Rue Saint-Honoré, la charrette s’étant arrêtée un instant, un enfant, que sa mère élevait dans ses bras, lui envoya un baiser de ses petites mains qui battirent l’air ensuite d’un petit geste joyeux. La reine lui répondit d’un sourire et pleura. Ce furent les seules larmes qu’elle versa durant le trajet – qui se poursuivit parmi les huées d’une populace excitée.

La reine parla peu avec le prêtre constitutionnel qui l’assistait. À un moment donné celui-ci éleva un petit crucifix d’ivoire. On vit alors le comédien Grammont, – qui en qualité d’adjudant de la garde nationale commandait l’escorte et chevauchait noblement jouxte la charrette monté sur un beau cheval brun, – brandir l’épée qu’il tenait en main et s’écrier après un vigoureux juron :

– La voilà, l’infâme Antoinette !... Elle est f... mes amis !

L’écho répondit en clameurs harmonieuses.

On s’était arrêté un instant devant le portail de l’église Saint-Roch.

Le citoyen Grammont s’était distingué à Versailles lors du massacre des prisonniers d’Orléans ; exploits qu’il avait couronnés en buvant dans le crâne d’une de ses victimes – du moins il s’en est vanté.

On possède un terrifiant dessin du grand peintre Louis David qui assista au passage de la reine d’une fenêtre de la rue Saint-Honoré. Le croquis, d’une maîtrise et d’un réalisme presque effrayants, donne l’impression d’un instantané. Il faut comparer cette image aux portraits peints de la reine quelques années auparavant, pour mesurer tout à la fois l’immensité et l’atrocité des souffrances, des tortures morales et physiques que lui infligèrent ses bourreaux.

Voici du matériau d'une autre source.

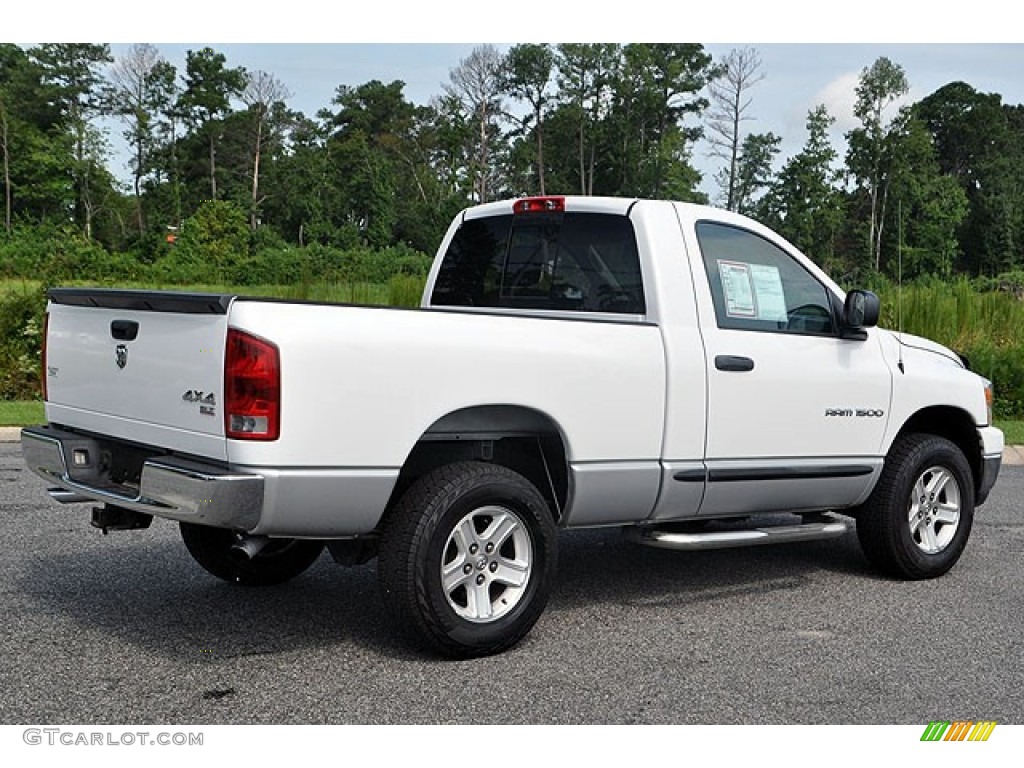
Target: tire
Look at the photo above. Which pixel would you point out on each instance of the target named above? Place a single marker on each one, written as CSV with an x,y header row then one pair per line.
x,y
279,561
467,559
916,521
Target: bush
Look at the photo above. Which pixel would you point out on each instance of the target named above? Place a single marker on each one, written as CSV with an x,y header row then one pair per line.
x,y
211,248
56,254
20,341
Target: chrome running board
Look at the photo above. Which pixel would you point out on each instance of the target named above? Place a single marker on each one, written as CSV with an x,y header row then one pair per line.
x,y
823,526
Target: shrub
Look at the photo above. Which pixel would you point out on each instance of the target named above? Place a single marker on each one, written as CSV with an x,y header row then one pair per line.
x,y
20,340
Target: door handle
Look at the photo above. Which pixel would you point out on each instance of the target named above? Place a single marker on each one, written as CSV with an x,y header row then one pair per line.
x,y
733,363
124,330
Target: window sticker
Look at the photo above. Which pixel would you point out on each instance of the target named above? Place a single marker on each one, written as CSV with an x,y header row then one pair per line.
x,y
768,293
737,289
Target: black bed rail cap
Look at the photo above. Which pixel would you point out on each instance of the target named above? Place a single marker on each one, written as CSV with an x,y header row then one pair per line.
x,y
154,301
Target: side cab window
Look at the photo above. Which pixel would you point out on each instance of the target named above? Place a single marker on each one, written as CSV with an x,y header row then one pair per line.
x,y
757,286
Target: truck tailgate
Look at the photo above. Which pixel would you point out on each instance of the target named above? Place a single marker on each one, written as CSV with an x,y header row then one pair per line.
x,y
141,366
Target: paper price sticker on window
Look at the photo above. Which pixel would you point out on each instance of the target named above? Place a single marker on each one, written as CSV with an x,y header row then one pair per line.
x,y
768,293
737,289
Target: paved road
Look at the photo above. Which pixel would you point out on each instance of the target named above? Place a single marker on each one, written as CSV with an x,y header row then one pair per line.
x,y
126,629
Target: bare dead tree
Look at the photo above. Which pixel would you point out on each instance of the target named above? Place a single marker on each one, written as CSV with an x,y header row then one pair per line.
x,y
739,71
476,84
261,92
132,85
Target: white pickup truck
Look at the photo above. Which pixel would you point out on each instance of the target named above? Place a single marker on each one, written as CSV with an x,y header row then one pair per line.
x,y
676,370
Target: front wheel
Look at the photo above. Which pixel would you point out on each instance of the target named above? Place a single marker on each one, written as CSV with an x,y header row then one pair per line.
x,y
279,561
918,519
467,558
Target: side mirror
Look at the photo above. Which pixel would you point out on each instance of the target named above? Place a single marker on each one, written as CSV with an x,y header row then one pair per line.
x,y
859,311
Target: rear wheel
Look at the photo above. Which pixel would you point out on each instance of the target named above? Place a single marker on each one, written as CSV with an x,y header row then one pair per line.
x,y
467,558
918,519
279,561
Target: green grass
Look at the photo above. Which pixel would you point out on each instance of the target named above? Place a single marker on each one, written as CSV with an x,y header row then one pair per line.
x,y
1013,431
20,413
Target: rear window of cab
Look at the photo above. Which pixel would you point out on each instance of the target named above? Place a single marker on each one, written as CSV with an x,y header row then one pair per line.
x,y
547,260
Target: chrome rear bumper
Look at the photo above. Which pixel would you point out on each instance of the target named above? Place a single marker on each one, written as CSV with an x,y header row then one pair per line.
x,y
170,486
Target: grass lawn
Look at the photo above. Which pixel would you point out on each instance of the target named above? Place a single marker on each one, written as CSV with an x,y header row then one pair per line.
x,y
20,413
1013,430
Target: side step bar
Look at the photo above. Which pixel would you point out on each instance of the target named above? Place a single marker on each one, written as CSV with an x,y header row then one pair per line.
x,y
823,526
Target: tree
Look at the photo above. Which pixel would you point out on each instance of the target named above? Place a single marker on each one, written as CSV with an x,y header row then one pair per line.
x,y
669,78
804,204
754,171
928,206
880,86
528,68
141,88
72,77
262,95
585,75
977,142
206,101
729,88
476,86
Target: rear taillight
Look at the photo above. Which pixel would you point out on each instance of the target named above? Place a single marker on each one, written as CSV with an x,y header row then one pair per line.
x,y
539,205
252,388
42,363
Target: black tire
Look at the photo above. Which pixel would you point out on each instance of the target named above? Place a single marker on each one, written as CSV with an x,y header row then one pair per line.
x,y
493,531
279,561
916,521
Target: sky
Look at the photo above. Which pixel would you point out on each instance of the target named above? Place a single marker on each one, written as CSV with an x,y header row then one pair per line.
x,y
808,58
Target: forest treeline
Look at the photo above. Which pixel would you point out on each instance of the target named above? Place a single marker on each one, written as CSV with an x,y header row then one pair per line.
x,y
936,185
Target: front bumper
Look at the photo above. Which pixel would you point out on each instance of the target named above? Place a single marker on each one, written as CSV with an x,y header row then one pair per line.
x,y
170,486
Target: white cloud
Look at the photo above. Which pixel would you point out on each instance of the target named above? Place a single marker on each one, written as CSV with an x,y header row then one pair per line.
x,y
839,96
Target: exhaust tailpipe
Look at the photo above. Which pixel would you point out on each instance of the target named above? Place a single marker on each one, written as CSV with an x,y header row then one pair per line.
x,y
248,547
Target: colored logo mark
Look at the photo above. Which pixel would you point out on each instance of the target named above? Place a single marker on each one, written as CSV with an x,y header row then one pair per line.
x,y
958,730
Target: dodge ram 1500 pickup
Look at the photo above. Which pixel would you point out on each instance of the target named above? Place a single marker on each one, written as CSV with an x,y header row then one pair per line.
x,y
577,363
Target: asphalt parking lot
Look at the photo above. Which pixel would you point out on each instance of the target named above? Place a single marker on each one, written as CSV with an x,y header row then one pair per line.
x,y
127,629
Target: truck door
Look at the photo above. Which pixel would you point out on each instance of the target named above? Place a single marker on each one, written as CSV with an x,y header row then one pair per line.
x,y
796,413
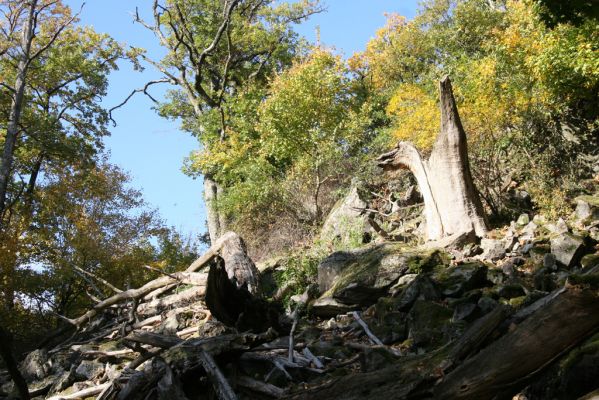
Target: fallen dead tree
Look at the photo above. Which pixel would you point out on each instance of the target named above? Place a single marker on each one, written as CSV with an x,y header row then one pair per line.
x,y
498,371
238,266
451,202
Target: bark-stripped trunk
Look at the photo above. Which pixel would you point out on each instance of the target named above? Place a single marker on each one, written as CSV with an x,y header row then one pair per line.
x,y
451,202
217,223
16,107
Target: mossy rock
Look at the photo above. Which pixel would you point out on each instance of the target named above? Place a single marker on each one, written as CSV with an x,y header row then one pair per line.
x,y
590,261
454,281
430,324
364,275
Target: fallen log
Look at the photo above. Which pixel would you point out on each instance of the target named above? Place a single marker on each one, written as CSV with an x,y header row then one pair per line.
x,y
503,366
230,244
185,297
451,202
548,333
235,305
82,394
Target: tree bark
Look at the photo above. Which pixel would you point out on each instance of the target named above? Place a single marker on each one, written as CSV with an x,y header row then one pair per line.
x,y
11,364
500,370
217,222
16,107
451,202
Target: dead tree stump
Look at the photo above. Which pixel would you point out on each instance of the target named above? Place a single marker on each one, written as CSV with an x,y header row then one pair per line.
x,y
451,202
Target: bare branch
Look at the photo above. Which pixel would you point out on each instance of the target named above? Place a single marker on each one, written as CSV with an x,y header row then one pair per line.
x,y
143,90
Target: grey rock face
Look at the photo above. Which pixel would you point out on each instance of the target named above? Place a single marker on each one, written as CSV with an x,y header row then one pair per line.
x,y
35,365
89,370
493,249
568,249
346,219
328,307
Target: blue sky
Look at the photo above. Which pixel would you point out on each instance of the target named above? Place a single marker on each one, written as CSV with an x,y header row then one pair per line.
x,y
152,149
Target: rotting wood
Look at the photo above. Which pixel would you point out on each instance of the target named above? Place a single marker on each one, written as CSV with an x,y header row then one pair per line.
x,y
260,387
451,202
240,267
221,385
506,364
82,394
367,330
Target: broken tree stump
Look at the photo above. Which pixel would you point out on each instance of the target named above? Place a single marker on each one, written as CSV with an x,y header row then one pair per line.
x,y
504,366
451,202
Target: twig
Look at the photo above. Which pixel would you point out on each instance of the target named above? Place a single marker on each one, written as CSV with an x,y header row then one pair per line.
x,y
317,363
371,335
82,394
99,279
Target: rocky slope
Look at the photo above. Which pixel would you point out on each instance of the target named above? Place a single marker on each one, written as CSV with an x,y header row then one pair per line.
x,y
512,315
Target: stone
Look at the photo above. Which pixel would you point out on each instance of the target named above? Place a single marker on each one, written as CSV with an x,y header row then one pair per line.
x,y
457,240
35,366
589,261
429,323
550,262
568,249
89,370
511,291
459,279
464,312
347,219
421,288
587,208
404,280
559,227
327,307
523,220
529,232
487,304
361,276
543,280
493,249
332,266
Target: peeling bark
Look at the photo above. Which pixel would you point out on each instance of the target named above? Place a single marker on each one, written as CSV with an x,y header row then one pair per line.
x,y
451,202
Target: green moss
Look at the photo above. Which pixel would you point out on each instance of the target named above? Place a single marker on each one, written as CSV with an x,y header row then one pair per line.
x,y
589,261
369,264
592,200
518,302
590,347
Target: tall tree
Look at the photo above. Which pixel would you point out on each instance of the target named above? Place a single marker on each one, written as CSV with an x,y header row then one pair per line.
x,y
25,18
217,50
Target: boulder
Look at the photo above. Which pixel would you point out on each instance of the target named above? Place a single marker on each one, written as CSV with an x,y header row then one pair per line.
x,y
326,307
550,262
493,249
454,281
422,288
589,262
587,208
568,249
347,220
89,370
429,323
35,366
363,275
523,220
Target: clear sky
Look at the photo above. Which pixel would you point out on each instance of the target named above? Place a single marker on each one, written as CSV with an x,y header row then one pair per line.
x,y
152,149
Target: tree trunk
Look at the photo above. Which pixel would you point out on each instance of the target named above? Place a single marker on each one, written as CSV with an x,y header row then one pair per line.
x,y
217,223
11,364
451,202
16,107
566,318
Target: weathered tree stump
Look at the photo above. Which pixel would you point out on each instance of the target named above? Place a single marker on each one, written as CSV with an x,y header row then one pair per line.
x,y
451,202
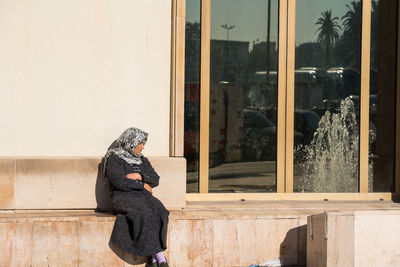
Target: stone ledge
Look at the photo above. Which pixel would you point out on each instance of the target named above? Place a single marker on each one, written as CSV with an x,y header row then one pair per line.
x,y
70,183
81,237
354,238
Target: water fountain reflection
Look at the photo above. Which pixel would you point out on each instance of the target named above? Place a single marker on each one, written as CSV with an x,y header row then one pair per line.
x,y
330,162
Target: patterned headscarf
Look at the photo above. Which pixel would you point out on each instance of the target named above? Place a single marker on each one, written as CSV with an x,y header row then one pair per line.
x,y
124,145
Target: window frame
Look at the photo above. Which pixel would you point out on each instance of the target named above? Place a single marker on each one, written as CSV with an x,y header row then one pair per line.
x,y
286,67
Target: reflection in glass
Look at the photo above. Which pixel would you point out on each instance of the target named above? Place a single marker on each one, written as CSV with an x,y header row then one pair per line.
x,y
192,94
327,96
243,96
382,106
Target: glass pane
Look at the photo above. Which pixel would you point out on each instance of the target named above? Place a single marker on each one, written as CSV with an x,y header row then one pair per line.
x,y
243,95
192,94
382,106
327,96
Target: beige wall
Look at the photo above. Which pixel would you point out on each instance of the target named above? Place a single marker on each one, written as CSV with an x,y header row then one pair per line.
x,y
75,73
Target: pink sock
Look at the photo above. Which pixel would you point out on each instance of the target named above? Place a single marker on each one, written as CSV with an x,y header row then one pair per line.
x,y
160,257
153,259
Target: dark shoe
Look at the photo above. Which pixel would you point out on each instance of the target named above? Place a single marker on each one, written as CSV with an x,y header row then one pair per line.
x,y
149,263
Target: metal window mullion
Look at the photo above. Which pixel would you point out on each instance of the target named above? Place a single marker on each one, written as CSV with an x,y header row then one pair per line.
x,y
204,96
281,138
364,94
397,159
177,78
291,35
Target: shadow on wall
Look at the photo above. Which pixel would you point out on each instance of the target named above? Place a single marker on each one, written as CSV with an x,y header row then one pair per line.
x,y
293,249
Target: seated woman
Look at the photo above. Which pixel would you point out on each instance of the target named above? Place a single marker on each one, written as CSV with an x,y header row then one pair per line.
x,y
142,220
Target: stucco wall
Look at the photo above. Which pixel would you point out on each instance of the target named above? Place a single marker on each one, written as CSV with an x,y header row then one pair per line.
x,y
75,73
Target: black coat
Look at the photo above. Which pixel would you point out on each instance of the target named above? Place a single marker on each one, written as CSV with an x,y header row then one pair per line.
x,y
142,220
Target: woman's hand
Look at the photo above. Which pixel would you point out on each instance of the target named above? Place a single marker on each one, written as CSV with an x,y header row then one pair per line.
x,y
148,188
134,176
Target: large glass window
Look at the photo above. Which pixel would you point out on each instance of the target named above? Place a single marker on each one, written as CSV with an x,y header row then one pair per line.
x,y
327,96
243,96
320,103
382,105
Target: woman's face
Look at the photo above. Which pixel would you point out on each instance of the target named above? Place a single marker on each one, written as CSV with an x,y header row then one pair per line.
x,y
138,149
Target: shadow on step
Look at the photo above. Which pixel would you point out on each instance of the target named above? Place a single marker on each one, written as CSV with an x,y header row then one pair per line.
x,y
128,258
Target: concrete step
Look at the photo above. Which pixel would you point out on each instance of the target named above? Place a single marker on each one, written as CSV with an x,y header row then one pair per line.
x,y
202,234
80,238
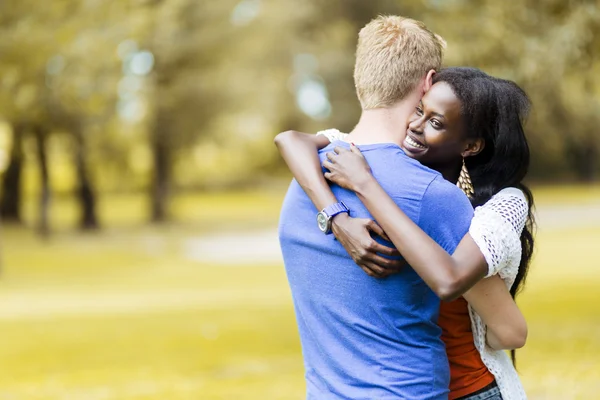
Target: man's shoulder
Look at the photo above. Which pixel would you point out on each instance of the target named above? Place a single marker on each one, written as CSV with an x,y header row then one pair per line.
x,y
446,198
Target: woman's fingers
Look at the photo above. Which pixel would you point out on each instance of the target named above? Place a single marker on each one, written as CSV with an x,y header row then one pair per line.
x,y
355,150
327,165
339,150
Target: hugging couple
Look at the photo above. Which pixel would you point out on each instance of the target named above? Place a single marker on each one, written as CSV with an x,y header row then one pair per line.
x,y
419,304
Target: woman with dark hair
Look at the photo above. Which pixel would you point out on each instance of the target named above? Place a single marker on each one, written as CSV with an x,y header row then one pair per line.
x,y
468,127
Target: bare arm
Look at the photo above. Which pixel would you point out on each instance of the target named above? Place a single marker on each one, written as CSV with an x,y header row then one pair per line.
x,y
300,152
506,325
448,276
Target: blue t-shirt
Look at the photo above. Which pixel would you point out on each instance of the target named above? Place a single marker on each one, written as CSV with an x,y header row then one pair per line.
x,y
365,338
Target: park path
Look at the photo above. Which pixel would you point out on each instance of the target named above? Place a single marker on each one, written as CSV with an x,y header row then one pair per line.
x,y
252,248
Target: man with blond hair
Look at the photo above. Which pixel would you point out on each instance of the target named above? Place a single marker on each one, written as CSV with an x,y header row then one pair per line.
x,y
364,338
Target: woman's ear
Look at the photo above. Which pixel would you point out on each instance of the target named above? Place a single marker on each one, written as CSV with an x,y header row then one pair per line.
x,y
428,81
474,147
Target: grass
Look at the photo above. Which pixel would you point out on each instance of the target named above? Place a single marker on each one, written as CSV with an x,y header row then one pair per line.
x,y
122,314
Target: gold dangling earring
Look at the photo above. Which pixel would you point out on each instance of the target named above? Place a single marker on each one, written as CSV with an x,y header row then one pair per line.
x,y
464,181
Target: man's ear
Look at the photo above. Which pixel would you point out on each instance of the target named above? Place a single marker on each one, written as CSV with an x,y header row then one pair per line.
x,y
428,80
474,147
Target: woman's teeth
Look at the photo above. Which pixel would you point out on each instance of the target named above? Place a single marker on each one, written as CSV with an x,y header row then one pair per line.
x,y
413,143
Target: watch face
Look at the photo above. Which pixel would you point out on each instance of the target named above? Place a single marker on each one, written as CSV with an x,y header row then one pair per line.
x,y
322,221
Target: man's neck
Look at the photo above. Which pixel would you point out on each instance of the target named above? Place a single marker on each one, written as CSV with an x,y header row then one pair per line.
x,y
383,125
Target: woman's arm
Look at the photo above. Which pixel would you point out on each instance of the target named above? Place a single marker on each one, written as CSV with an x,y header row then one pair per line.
x,y
506,325
300,152
448,276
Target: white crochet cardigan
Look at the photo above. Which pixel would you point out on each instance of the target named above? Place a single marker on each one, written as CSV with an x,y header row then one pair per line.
x,y
496,228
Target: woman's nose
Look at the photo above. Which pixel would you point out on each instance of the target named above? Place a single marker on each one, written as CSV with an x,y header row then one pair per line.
x,y
416,125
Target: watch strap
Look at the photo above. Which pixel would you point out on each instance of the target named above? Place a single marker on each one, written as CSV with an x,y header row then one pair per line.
x,y
335,209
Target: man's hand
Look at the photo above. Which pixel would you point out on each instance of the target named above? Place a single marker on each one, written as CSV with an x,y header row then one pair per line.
x,y
354,235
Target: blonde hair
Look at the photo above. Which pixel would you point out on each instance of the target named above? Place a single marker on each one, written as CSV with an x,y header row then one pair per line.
x,y
393,54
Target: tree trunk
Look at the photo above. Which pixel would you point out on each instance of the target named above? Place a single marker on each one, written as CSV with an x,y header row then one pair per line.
x,y
44,202
85,191
161,180
10,205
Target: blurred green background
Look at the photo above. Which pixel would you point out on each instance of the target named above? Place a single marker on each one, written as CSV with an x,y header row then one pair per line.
x,y
140,189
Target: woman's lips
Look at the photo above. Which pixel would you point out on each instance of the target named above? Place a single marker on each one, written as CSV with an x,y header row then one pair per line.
x,y
413,145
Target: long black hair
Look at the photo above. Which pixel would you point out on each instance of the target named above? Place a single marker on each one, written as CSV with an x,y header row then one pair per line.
x,y
495,109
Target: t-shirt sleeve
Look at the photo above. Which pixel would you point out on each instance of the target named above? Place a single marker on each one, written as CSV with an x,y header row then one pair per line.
x,y
445,214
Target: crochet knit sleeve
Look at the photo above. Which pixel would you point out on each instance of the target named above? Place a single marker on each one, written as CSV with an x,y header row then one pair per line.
x,y
496,228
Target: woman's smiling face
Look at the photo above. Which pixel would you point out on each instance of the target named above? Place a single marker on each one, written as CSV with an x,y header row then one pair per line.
x,y
436,134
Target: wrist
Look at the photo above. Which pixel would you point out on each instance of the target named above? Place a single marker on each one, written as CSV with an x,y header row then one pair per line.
x,y
338,221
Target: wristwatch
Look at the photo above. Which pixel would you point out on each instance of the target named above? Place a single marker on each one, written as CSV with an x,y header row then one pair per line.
x,y
326,215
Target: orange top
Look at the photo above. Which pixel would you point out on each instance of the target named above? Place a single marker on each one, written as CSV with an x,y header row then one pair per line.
x,y
468,373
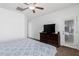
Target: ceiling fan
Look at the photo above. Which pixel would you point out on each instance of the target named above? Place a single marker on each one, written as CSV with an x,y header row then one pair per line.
x,y
33,7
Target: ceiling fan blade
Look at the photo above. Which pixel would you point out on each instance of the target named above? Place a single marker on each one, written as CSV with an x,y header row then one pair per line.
x,y
39,8
33,11
21,9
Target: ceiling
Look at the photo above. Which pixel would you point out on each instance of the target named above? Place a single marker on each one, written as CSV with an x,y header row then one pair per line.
x,y
48,8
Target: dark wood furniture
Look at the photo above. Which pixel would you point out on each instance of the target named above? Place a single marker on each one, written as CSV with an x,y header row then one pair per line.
x,y
52,39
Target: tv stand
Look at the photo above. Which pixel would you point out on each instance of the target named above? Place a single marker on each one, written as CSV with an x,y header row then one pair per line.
x,y
50,38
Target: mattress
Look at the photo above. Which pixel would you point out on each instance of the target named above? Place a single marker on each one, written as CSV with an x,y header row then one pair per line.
x,y
26,47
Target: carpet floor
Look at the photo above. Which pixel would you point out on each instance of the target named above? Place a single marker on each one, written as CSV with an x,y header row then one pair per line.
x,y
66,51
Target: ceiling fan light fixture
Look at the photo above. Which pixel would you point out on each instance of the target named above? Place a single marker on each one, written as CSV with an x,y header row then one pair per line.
x,y
32,7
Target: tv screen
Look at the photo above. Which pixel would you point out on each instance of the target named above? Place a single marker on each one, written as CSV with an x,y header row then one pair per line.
x,y
50,28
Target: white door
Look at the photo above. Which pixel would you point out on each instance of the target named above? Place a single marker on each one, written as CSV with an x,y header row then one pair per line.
x,y
70,38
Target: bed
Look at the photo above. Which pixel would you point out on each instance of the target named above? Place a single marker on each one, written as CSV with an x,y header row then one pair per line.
x,y
26,47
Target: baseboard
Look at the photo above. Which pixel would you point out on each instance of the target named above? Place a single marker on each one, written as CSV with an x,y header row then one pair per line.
x,y
33,38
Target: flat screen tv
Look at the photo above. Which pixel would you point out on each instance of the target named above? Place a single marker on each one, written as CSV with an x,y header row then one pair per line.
x,y
49,28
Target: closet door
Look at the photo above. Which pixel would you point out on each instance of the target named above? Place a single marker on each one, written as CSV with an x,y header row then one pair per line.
x,y
70,35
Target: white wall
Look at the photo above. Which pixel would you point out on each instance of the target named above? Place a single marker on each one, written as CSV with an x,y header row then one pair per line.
x,y
12,25
57,17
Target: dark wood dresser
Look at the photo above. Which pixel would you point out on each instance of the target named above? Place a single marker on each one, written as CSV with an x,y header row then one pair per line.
x,y
52,39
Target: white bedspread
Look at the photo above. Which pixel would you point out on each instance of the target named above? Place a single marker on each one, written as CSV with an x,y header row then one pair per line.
x,y
26,47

Il est midi. Les terrasses des Tuileries sont chargées de curieux. La place de la Révolution grouille d’une foule haletante d’où surgissent des centaines de baïonnettes. Arrivée sur la place, la reine qui, jusque-là, durant tout le trajet avait paru indifférente à tout ce qu’elle avait pu avoir devant les yeux, tourna la tête du côté du jardin des Tuileries. À ce moment son visage devint entièrement blanc, y compris les pommettes d’où s’effaça la teinte rouge qui les colorait. À la vue des lieux qui lui rappelaient de si poignants souvenirs, le sang lui affluait au cœur. Puis, se ressaisissant, Marie-Antoinette descendit de la charrette « avec légèreté et promptitude, sans avoir besoin d’être soutenue, bien que ses mains fussent toujours liées », écrit l’auteur du Magicien républicain. S’approchant de l’échafaud, elle en monta l’escalier de bois « à la bravade », diront les journaux, « avec calme et une tranquillité insolente ». Elle s’arrangea elle-même pour le supplice.

Le couperet tombe ; un aide du bourreau tend à la foule une tête blême où battent encore les paupières. Quelques cris : « Vive la République ! », cris mal assurés, car, tout de même, on a le cœur barbouillé. La plus grande partie de la foule est demeurée bouche bée ; silencieuse, on peut dire de respect et d’émotion.

Le citoyen Lapierre, bon patriote, décrit l’exécution en termes pittoresques (nous n’enlevons que les fautes d’orthographe, si nombreuses, qu’à première lecture, ces lignes sont presque inintelligibles)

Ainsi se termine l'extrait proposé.